Fermi per omicidio contro clan mafioso scalisi in Sicilia

La Procura di Catania ha disposto i fermi contro dieci esponenti del clan mafioso Scalisi di Adrano, una delle organizzazioni criminali più pericolose della Sicilia, per un omicidio che era prossimo alla realizzazione, rappresentando un caso di cronaca nera particolarmente grave. Il reggente della cosca, Pietro Lucifora, aveva pianificato l’eliminazione degli autori della morte del figlio 17enne, Nicolò Alfio, ucciso a coltellate la notte del 20 aprile a Francofonte, in provincia di Siracusa, in un evento che ha scosso la comunità locale.

L’agguato sarebbe dovuto essere commesso nel Siracusano, con un commando partito da Chieti, utilizzando una falsa divisa da carabiniere e un furgone senza GPS per evitare di essere tracciato, in un piano che mette in luce la capacità della mafia di utilizzare tattiche sempre più sofisticate per sfuggire alla giustizia. Gli obiettivi del piano omicida non sono stati identificati dagli investigatori, che stanno lavorando per sventare future azioni della mafia in Sicilia.

Dalle intercettazioni attivate dalla Procura di Catania e eseguite dalla polizia, è emerso il progetto dell’agguato, che doveva avvenire a Francofonte gli ultimi giorni di settembre, in un’operazione di polizia giudiziaria che ha portato alla scoperta dei piani del clan mafioso. Sono coinvolti nello stesso anche lo zio del reggente della cosca, Pietro Schilirò, e alcuni appartenenti al nucleo familiare di quest’ultimo, residenti a Chieti, in un caso che dimostra l’importanza della collaborazione tra le forze di polizia e la magistratura nella lotta alla criminalità organizzata.
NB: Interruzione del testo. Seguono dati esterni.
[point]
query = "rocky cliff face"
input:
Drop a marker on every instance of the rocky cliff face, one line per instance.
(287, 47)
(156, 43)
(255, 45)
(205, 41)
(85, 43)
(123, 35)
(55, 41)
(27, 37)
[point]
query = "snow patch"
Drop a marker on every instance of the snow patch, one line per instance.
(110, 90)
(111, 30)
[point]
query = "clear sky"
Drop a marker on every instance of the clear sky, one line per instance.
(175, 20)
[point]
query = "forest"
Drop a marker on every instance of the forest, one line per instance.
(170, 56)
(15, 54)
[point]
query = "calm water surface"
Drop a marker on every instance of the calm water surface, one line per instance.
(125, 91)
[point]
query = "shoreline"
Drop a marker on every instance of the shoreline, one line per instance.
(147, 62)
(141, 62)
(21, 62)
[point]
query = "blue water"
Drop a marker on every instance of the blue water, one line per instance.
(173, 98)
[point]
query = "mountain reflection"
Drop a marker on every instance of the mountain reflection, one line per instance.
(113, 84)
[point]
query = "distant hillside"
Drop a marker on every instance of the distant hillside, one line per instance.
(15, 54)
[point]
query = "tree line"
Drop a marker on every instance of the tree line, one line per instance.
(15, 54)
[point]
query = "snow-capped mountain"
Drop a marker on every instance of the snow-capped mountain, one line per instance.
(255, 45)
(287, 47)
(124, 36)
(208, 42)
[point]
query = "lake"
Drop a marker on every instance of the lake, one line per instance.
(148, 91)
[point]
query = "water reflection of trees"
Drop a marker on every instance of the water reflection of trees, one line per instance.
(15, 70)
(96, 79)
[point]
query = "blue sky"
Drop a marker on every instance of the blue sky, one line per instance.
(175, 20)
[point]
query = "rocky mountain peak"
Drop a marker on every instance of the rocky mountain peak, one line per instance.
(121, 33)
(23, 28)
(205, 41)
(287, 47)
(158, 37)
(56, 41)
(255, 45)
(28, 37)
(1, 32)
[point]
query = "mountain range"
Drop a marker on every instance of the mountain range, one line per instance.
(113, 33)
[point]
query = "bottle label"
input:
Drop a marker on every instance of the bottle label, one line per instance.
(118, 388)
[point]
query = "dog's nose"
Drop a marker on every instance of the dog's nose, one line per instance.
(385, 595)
Il nucleo familiare di Schilirò si stava adoperando per confezionare una finta divisa da carabiniere e per noleggiare un furgone senza localizzatore satellitare, necessario per eseguire il viaggio di andata e ritorno dall’Abruzzo alla Sicilia e per reperire armi, in un esempio di come le organizzazioni criminali utilizzino sempre più la tecnologia per commettere reati. Lucifora si sarebbe creato un alibi recandosi a Chieti in occasione delle nozze dello zio, per poi eseguire il delitto tornando in Sicilia e ritornando in Abruzzo subito dopo l’esecuzione, in un piano che mette in luce la capacità della mafia di manipolare la realtà e di utilizzare gli eventi sociali per coprire le proprie attività illecite.

Il piano sarebbe dovuto essere realizzato con il supporto di Mario Lucifira, fratello del reggente del clan, che si stava adoperando per trovare delle armi da utilizzare nel corso dell’azione cruenta, in un caso che dimostra l’importanza della repressione delle armi illegali nella lotta alla criminalità organizzata. Nel garage di Chieti in uso a Schilirò, la polizia ha sequestrato due divise dalla foggia simile a quelle dell’Arma dei carabinieri, funzionali all’esecuzione del piano omicida, in un’operazione che ha portato alla scoperta di importanti prove contro il clan mafioso.